On Friday I was unceremoniously ditched. By email. Not to my face. Not even to my ear. By email.
It came out of the blue. Arriving in my inbox like a hammer to my heart. A tremor of shock rippling through my very being as I stood dumfounded in the midst of a busy bustling pub surrounded by the din and revelry of a colleague's leaving do.
Ironically I'd only just met said colleague who was leaving and we'd hit it off immediately and were having great fun exchanging anecdotes in full knowledge that our paths may not cross again. Investing in each other a degree of friendship and trust.
I'm naive. It is a fact of my life.
I place my faith in people and assume as a result they will be true to their word.
When they're not I feel silly. Very silly.
It is embarrassing. And wallowing in my foolishness it is hard to control my emotions. The temptation to hit back. To send them the email that you've redrafted dozens of times.
But when that initial anger passes, when you allow the deep breaths to regain your composure, you realise that naievity has its benefits too.
Imagine wandering through life as a cynic. Riddled with suspicion. Fueled by mistrust. And driven by deceit.
I choose a different path.
I will always assume the best. Even if at times that means I'm taken for a ride.
Last night I lost my cap. It blew away in a gust of wind. The calamity that followed is worthy of a separate blog post. Suffice to say it involved four strangers and an umbrella. My hat remains at large.

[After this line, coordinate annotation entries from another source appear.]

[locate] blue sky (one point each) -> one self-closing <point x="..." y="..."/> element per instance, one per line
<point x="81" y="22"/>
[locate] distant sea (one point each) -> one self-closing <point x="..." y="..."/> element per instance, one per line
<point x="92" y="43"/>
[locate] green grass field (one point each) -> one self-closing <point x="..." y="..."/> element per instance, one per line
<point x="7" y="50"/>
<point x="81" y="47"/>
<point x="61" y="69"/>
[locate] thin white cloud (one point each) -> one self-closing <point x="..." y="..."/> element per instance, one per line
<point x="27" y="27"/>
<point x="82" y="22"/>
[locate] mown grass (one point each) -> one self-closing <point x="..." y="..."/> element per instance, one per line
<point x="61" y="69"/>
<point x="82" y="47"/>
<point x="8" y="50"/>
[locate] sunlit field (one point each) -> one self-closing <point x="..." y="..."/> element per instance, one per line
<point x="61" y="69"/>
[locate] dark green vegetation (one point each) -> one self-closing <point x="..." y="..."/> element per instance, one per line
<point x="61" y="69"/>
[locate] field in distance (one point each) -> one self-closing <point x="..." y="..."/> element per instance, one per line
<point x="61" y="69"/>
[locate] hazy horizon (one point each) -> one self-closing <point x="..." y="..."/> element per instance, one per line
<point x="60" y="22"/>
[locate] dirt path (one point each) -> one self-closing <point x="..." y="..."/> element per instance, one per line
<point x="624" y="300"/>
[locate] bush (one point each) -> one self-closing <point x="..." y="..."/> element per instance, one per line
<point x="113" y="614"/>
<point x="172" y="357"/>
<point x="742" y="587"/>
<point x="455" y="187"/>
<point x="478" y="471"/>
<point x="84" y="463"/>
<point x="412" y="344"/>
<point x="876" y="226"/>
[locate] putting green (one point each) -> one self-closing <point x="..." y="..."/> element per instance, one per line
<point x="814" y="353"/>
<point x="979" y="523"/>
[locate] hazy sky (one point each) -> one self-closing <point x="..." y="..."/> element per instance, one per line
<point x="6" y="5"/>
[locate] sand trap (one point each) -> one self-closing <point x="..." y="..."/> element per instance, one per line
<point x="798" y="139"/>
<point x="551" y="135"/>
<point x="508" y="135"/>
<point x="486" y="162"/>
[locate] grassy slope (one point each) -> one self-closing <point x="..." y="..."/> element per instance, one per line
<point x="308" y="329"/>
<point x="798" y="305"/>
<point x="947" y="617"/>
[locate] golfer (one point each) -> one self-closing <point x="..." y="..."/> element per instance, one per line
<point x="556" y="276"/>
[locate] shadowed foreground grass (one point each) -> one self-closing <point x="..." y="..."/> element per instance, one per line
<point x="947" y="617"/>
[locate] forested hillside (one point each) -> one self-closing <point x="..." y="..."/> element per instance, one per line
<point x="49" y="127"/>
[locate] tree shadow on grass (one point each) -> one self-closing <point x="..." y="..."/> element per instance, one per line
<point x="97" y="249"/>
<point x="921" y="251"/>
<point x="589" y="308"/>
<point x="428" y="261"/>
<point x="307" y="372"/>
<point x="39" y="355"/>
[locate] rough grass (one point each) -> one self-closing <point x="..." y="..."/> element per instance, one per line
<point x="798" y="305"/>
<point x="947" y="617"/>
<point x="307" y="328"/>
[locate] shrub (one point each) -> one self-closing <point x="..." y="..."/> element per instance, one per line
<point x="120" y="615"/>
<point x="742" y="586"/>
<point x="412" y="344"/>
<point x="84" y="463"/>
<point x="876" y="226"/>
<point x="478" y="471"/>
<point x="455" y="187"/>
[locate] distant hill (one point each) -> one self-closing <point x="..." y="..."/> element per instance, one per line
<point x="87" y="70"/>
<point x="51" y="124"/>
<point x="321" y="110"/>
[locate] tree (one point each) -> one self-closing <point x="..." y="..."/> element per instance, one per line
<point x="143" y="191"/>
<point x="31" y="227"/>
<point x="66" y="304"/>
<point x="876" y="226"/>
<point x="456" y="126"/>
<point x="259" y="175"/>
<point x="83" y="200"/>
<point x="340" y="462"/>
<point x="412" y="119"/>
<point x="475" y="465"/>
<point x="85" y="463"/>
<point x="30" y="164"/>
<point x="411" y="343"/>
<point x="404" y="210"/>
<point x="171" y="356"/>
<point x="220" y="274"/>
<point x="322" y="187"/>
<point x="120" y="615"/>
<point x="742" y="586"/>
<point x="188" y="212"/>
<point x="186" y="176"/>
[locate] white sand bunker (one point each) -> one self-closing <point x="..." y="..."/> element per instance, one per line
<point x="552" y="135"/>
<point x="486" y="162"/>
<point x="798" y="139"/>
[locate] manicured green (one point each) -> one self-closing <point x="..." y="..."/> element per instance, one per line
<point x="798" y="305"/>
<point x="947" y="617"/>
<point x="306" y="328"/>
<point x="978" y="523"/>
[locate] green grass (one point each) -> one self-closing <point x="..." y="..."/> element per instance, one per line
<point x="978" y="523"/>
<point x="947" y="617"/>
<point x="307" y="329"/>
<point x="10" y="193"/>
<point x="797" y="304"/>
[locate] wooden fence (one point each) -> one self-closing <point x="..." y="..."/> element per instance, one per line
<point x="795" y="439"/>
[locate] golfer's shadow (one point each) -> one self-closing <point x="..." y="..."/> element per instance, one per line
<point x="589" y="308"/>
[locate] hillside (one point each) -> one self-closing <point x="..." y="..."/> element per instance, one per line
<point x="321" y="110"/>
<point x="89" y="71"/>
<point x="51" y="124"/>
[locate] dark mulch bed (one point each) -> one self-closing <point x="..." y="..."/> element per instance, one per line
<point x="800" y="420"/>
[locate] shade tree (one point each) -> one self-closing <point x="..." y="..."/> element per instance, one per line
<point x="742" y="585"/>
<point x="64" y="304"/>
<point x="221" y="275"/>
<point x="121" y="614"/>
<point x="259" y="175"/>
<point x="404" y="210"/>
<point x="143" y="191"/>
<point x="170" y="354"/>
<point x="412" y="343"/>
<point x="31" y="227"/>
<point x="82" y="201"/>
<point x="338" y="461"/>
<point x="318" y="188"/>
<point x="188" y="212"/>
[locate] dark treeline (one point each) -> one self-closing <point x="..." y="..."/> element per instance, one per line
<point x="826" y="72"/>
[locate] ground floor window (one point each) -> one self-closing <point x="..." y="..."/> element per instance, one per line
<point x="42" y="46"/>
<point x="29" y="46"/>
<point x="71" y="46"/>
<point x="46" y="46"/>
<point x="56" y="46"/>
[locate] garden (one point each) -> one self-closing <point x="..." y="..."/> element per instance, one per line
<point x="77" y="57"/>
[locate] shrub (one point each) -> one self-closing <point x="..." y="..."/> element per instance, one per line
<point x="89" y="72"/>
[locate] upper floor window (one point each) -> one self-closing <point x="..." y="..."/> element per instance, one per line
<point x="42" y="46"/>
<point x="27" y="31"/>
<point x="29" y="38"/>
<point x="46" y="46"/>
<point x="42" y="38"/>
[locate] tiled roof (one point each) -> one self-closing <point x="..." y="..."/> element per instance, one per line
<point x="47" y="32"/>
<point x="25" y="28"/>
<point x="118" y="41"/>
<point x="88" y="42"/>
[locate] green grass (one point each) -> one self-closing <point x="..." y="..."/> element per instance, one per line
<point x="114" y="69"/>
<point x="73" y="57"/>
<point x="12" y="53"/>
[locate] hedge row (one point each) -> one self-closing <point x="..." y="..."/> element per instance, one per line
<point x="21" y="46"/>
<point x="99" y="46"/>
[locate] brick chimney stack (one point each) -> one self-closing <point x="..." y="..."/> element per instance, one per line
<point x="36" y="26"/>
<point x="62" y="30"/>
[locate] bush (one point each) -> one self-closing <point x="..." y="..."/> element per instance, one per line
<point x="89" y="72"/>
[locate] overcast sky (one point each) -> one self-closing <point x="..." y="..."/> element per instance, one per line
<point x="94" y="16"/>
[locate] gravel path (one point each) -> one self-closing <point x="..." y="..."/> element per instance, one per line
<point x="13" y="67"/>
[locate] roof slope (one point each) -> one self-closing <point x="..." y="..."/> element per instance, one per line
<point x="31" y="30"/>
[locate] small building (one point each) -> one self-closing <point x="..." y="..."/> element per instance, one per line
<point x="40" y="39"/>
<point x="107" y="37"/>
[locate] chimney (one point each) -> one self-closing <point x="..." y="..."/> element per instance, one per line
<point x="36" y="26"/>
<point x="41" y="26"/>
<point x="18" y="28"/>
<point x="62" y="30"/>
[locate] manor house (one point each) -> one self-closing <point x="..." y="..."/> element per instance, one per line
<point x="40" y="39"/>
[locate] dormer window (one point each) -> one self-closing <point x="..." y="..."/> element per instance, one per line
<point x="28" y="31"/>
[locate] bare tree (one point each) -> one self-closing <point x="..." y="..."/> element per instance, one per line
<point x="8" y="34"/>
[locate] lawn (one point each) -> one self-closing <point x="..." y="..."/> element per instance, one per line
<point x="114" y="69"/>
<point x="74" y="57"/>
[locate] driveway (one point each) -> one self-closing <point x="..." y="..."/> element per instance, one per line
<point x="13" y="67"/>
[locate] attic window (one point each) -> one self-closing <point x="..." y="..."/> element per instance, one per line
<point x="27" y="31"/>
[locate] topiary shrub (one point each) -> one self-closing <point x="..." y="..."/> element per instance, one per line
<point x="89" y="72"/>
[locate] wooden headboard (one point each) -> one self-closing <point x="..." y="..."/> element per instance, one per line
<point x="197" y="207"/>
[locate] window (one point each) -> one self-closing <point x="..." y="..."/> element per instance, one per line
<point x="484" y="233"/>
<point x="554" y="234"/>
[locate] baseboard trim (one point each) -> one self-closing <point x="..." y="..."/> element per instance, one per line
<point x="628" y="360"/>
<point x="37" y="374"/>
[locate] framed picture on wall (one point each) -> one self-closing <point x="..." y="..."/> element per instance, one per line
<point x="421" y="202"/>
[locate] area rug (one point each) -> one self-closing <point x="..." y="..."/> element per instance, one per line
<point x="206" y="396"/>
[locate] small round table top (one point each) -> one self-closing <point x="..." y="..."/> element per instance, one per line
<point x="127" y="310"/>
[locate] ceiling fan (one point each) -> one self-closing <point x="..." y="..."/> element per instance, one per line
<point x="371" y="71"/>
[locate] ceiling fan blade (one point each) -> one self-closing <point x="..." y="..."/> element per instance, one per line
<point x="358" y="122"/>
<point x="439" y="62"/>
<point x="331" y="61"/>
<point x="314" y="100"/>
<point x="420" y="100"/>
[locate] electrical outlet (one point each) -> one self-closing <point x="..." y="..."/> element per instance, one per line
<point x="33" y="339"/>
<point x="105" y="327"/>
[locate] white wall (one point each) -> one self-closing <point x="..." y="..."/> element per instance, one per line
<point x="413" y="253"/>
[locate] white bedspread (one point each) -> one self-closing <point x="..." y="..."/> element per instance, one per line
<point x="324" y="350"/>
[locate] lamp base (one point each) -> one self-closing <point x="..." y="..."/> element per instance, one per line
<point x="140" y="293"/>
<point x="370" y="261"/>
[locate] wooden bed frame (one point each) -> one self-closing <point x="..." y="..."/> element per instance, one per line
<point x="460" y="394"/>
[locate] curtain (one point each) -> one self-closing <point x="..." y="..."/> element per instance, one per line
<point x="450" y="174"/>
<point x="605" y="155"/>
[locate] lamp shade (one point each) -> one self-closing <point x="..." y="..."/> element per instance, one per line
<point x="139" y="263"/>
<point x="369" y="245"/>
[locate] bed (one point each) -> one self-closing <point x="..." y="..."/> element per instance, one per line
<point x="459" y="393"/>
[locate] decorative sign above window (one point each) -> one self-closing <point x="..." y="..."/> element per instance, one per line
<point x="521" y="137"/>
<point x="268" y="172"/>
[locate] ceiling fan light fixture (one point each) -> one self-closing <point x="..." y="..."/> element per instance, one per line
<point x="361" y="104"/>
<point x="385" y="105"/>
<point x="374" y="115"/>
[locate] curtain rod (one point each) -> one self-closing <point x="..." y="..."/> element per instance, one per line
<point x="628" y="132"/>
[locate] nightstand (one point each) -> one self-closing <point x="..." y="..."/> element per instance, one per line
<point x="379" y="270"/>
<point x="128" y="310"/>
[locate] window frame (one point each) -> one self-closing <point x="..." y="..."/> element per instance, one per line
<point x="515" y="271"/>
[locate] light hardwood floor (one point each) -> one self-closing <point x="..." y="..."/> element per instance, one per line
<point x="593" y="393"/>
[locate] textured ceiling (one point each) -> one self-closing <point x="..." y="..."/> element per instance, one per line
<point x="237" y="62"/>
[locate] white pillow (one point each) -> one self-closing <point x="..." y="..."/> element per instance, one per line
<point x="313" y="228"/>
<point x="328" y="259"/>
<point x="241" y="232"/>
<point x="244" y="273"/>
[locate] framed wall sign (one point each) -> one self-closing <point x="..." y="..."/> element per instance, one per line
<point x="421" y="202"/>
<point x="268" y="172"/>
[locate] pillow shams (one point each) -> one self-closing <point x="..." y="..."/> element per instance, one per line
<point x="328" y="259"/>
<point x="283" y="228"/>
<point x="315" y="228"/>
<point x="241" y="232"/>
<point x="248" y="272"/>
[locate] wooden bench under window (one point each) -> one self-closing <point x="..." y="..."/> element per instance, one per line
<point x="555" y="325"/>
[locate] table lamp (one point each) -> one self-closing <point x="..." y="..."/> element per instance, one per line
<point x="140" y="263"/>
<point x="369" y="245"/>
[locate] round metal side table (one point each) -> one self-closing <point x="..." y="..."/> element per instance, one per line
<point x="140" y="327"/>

This morning I spotted these spectacles (pictured below) lying lonely on the street. They stopped me in my tracks. And got me thinking. They gave me a new perspective.
I slowly realised I recognised them. They looked familiar.
They were in fact my wife's glasses. Undamaged despite a night alone on the street outside.
For some reason I find that oddly comforting. As if the tide has turned in my favour once more.
The business deal I lost on Friday, the cap I dispensed of last night are but two blips on an otherwise wondrous voyage.
I am a better man as a result. I can raise my head higher. And you can't take that away from me.
Deep thoughts for a Sunday morning. But I feel better for sharing them.